CFO Brian Reed has been selling Serve Robotics stock: should you too?

adminAugust 27, 2025

Serve Robotics Inc (NASDAQ: SERV) is ripping higher on Wednesday despite regulatory filings that confirmed CFO Brian Reed has been selling company shares over the past three months.  

Most recently, the chief of finance has unloaded 10,216 SERV shares for roughly $100K on August 25th – which was on top of another 11,000 he’s already sold since late May.  

Still, Serve Robotics’ stock has been in an exciting uptrend since early April. At the time of writing, it’s up 130% versus its year-to-date low after President Trump’s so-called “Liberation Day.”

Why CFO’s sales are negative for Serve Robotics stock

Reed’s consistent sales are concerning for SERV investors as they may signal a lack of confidence in the company’s near-term prospects.

Insider selling, especially when a senior executive is involved, often indicates internal challenges and valuation concerns.
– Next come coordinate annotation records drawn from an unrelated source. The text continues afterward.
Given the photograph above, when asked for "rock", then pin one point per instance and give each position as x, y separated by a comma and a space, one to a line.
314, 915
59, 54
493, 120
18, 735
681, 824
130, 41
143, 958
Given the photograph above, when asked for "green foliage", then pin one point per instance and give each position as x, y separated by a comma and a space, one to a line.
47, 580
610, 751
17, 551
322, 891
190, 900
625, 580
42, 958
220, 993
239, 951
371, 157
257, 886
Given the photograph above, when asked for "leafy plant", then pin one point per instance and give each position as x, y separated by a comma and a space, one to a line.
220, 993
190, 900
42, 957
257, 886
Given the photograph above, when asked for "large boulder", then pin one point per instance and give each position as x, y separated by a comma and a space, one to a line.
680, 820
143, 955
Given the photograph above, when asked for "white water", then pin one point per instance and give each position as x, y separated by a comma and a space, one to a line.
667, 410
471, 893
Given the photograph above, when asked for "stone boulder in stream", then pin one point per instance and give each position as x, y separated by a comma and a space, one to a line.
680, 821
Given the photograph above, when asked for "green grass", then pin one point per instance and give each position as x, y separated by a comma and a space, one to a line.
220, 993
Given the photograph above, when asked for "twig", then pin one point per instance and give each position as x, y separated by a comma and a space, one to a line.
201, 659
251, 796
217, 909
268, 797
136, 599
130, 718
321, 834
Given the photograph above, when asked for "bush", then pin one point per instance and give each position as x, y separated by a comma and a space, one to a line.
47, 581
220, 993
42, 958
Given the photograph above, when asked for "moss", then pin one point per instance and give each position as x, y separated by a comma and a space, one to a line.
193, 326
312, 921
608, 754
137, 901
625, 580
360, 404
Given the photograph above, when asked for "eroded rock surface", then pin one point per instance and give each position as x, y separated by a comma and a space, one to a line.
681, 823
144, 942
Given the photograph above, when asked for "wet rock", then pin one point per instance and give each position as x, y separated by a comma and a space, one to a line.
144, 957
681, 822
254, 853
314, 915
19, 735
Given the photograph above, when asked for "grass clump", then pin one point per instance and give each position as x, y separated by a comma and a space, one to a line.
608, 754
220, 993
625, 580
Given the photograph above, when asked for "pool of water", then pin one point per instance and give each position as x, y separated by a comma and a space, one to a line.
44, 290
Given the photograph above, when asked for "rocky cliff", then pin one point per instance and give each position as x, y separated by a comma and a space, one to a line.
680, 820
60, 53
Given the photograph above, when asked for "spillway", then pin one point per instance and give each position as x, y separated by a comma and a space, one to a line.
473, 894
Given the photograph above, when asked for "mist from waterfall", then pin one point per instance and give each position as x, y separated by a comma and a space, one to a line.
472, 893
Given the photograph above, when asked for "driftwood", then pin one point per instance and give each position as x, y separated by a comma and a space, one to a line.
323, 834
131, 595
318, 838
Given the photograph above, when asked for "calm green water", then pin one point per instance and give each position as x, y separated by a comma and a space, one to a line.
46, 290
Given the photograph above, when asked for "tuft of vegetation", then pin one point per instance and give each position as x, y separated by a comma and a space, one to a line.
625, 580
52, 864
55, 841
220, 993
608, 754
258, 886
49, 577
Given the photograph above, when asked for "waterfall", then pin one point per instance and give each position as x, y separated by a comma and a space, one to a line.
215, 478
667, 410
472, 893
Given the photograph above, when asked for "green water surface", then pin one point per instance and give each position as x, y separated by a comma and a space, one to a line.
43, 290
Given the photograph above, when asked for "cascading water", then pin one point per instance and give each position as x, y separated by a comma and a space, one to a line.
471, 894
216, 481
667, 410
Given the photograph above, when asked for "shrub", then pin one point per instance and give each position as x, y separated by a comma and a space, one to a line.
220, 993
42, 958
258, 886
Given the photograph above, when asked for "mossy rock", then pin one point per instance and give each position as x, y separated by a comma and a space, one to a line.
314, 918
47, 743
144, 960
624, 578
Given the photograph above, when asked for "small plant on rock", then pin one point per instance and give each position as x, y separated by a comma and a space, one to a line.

It may raise a red flag about the sustainability of the company’s growth rate as well.

The chief financial officer’s sale on August 25th comes after a massive surge in SERV stock price, suggesting he’s cashing out amid strength instead of holding for future upside.

This divergence between insider sentiment and market optimism could dampen the Serve Robotics rally in the weeks ahead – especially if investors begin questioning whether the outperformance is backed by fundamentals or just short-term momentum.

Wedbush still recommends buying SERV shares

Despite the aforementioned insider sales, however, Wedbush analyst Dan Ives remains bullish as ever on Serve Robotics shares.

Ives recommends sticking with SERV at current levels for its level 4 autonomous robots designed for last-mile delivery in urban environments.

In a research note today, the renowned analyst dubbed Serve Robotics as “uniquely positioned to capitalise on the accelerating adoption of AI-driven last-mile delivery vehicles.”

Ives initiated SERV shares today with an outperform rating a $15 price target, indicating potential upside of another 30% from current levels.  

Serve Robotics is an autonomous delivery platform company that spun off from Postmates in 2021.

Serve Robotics has been expanding rapidly

Service Robotics has been committed to signing partnerships with merchant platforms and industry giants to accelerate deployments in 2025.

By the end of this year, the Nasdaq-listed firm wants to rollout at least 2,000 robots across multiple cities – signalling an aggressive growth trajectory. It’s teaming up with a long-list of restaurants and other US businesses to launch in new markets as well.

What’s also worth mentioning is that Wedbush is actually among the more cautious firms on SERV stock.

According to the Wall Street Journal, the consensus rating on the AI stock currently sits at “buy” with the mean target of $17, indicating potential upside of another 45% from here.

That said, Serve Robotics stock doesn’t pay a dividend and, therefore, is unattractive for income-focused investors.